Obviously, the climate has changed significantly. As we kick off the Mailbag's 10th season, there is no shortage of offseason news to discuss. Two years ago it was the possibility of the Pac-16 and USC's sanctions; last year Jim Tressel, Willie Lyles and SEC expansion. This year we've already got a lot to catch up on, and Playoff Watch figures to continue well into the summer.
But I also like to have some fun with this column, and this year, some of that fun is going to center around the aforementioned 10-year milestone in the form of a "greatest hits" component -- though "hits" won't always be the appropriate description. I'll look back on a random question-and-answer from a prior year that proved either eerily prophetic or regrettably off-base. Please feel free to put that Google bar or SI Vault to use and submit nominees. Ideally, these flashbacks won't be too specific to a given week or season but rather more evergreen, perhaps even so timeless that I could answer them again.

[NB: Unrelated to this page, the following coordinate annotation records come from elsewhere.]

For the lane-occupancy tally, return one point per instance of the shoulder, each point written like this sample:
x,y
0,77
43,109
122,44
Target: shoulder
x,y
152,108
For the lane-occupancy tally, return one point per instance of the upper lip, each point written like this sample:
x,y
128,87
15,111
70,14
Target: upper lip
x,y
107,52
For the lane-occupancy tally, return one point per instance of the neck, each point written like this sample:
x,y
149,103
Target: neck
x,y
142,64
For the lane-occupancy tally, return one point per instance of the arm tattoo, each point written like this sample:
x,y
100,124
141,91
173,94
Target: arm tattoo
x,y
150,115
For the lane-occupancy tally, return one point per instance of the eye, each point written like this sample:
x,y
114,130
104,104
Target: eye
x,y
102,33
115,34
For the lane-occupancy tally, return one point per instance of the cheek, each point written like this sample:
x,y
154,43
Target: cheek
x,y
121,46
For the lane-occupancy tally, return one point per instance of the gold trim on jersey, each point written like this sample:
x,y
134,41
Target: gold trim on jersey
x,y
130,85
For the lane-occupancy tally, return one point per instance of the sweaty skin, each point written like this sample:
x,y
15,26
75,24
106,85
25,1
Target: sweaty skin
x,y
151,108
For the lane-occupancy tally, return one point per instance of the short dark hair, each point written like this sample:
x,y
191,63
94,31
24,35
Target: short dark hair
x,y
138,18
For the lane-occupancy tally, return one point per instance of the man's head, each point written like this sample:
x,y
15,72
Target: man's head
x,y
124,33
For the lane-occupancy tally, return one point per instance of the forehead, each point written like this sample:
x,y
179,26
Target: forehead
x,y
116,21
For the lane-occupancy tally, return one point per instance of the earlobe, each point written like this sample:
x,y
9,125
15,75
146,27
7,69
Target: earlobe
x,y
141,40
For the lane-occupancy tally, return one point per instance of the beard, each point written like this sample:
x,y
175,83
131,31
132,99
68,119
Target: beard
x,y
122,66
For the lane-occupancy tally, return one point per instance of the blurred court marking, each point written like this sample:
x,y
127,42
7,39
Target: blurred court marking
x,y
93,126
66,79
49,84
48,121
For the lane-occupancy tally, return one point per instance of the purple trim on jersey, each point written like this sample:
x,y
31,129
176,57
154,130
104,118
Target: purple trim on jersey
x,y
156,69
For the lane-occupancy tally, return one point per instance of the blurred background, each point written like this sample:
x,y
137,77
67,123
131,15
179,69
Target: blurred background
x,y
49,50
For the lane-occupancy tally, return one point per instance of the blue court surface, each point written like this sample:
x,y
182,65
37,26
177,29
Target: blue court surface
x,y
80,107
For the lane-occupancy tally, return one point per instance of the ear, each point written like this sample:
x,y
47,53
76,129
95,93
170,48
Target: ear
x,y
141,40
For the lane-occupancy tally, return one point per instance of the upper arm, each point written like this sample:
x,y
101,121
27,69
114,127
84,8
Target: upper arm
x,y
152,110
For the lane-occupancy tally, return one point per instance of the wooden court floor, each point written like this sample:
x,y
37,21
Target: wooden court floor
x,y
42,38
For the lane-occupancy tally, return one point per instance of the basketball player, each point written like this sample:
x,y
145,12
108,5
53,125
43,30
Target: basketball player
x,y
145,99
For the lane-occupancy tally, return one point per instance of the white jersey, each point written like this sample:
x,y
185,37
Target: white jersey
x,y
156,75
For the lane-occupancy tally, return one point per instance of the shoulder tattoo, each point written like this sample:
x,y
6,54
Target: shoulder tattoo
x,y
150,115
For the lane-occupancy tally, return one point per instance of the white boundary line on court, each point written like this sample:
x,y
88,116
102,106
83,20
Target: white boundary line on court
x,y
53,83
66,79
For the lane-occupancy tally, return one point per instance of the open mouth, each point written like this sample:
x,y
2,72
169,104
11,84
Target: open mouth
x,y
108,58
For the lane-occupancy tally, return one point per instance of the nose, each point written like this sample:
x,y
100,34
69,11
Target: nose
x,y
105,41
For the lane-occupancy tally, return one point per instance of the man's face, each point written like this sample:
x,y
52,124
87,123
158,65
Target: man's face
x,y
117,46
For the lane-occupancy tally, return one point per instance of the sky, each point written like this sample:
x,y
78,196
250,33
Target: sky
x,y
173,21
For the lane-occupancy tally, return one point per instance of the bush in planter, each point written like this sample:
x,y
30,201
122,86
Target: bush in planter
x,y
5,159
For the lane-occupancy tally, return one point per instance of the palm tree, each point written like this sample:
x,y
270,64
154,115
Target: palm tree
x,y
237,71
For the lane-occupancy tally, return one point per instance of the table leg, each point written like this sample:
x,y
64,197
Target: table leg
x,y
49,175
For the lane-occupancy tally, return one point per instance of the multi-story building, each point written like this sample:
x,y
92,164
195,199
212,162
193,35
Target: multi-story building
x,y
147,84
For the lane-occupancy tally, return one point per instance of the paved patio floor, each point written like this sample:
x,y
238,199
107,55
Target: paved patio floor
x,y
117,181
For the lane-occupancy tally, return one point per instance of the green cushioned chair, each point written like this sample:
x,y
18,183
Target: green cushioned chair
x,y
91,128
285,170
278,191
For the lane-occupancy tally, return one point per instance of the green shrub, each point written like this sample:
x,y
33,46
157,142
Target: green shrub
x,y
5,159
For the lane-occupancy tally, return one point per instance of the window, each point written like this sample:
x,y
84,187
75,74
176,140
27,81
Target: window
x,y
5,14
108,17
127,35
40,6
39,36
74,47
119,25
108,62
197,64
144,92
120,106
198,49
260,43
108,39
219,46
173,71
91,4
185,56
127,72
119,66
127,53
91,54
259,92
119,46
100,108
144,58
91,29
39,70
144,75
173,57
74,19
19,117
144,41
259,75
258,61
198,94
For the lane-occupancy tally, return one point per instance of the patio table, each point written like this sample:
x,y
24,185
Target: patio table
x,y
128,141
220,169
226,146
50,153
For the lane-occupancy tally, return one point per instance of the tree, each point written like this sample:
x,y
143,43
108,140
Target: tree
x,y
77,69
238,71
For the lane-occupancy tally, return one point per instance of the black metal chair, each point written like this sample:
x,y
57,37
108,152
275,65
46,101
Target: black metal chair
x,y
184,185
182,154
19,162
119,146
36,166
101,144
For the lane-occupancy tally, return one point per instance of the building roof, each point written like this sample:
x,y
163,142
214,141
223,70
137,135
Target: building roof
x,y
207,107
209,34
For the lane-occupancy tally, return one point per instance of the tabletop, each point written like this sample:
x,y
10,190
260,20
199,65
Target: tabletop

As an example: Let's take a look back at the second topic from that debut Mailbag (and please, spare me the snipes about the horrifically schlubby, pre-LASIK headshot). It's hard to believe that something written nine years ago could remain so timely today:
It took nine years, but that future is (mostly) here, Okinawa Marine. (I've long since stricken the use of pseudonyms in this space.)
Anyway, you get the idea. Have some fun with it. But also keep sending original questions germane to the present. And as always, remember: Concise, profanity-free e-mails that don't include the words "How do you think [Favorite Team] will do this season?" stand the best chance for publication.
Away we go.
Hey Stewart, I'm curious to see what you're more excited for next season: the slew of new Pac-12 coaches or the new layout of the SEC and Big 12?-- Kyle C., Omaha
I'm certainly eager for the Pac-12 debuts of Mike Leach and Rich Rodriguez and intrigued by the start of the Jim L. Mora era in Westwood. (I'd be lying if I said I'm counting down the days until Todd Graham leads ASU out of the tunnel.) Meanwhile, less than a year ago, I was pretty adamant that the SEC would rue the day it diluted a perfectly good product by adding two second-tier programs with limited national appeal. But Mike Slive's master plan must be working, because every time I look at the 2012 early-season schedule I find myself circling Sept. 8, when Georgia visits Missouri and Florida plays at Texas A&M. I can't wait. It makes absolutely no sense.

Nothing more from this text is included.